UFFICIO CON GIARDINO (E STILE)

Cosa accade quando lo stile dello stesso studio di progettazione viene declinato in ambiti diversi?

Lo studio Maclean di base a Londra  ha fatto del suo stile un trademark, riconoscibile in ogni intervento come fosse la firma di un brand.

Dopo aver esplorato ogni stanza dell’abitazione progettata a Londra per una famiglia con la voglia di mettere radici solide all’interno della propria casa, adesso entriamo nello studio/ ufficio progettato per questo stesso cliente.
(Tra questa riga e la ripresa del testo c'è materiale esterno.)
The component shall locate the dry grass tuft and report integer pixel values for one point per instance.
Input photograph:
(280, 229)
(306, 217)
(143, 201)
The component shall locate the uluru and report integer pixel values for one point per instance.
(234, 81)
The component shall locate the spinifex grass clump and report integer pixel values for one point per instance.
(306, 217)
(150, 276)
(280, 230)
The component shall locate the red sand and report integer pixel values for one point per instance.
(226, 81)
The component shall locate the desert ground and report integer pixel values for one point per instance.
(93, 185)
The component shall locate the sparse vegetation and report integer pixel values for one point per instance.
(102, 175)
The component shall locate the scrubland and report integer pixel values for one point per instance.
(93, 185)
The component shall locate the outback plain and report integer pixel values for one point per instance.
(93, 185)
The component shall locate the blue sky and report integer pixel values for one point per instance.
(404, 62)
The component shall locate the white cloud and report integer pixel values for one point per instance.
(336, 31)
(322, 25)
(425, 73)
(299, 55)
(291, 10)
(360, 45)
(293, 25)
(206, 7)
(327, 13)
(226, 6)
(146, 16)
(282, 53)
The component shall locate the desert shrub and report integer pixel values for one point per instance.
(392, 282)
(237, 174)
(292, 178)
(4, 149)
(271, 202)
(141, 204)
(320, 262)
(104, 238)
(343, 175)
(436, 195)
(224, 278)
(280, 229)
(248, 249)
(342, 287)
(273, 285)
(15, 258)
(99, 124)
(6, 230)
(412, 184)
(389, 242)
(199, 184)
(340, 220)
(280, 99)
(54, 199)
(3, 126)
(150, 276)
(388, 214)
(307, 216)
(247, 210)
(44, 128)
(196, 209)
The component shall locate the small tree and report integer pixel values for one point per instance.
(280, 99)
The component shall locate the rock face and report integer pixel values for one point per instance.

Pochi metri quadri su due livelli

L’edificio con tanto di giardino include infatti non solo gli ambienti tradizionali di un’abitazione come cucina e camere da letto ma anche uno spazio destinato al lavoro.

Lo studio si apre all’esterno verso il giardino privato e al suo interno, nonostante gli spazi ridotti, è suddiviso du due livelli.

All’ingresso il daybed accoglie all’interno di uno spazio misurato nelle dimensioni ma non nelle scelte stilistiche: legno e altezze generose, affinità con l’abitazione e cura del dettaglio progettuale sono solo alcuni elementi che lo rendono un micro progetto dalle grandi qualità.